I’m at Mathcamp this year, actually, and I think Carl said something along the lines of, “Mathcamp is the camp most like HCSSiM that I can think of”, or something like that. He said it was different in that all classes at HCSSiM are basically Moore Method (prove everything yourself as opposed to lectures then homework), and that the culture gets reinvented every year because there’re so few alums returning.

Nathan… I can’t spell his last name; he went last year, and he said that, looking back, if he had had a choice between going to Mathcamp and HCSSiM, then he would’ve chosen HCSSiM again (AKA, he didn’t regret going to HCSSiM and not Mathcamp). Take that as you will, I guess (I’m personally very, very pleased I chose Mathcamp).

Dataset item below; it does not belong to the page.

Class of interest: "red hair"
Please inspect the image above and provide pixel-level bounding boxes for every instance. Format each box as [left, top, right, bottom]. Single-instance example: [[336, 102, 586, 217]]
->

Happy belated Yellow-Pigs Day!

Thanks for the tips, guys. Maybe when our blog readership reaches kids young enough to apply for these programs (hint, hint, tell your younger siblings and their friends to start reading — and hope that the representation theory posts don’t scare them away), we can invite Nathan or Carl to write about their experiences.

I don’t think it’s really fair to call one better than the other, but it is possible to talk about which camp/program is better for which types of students. This could help people in deciding which of the two is best for them.

Well, at this point, we’re getting a lot of people from Facebook, so I think we should have plenty of high school students already.

One of the somewhat unusual features of this blog will be the eclectic mix of IMO/USAMO-type problem-solving and the research/theory. Most of the blathosphere tends to be divided into the research and the contest math halves.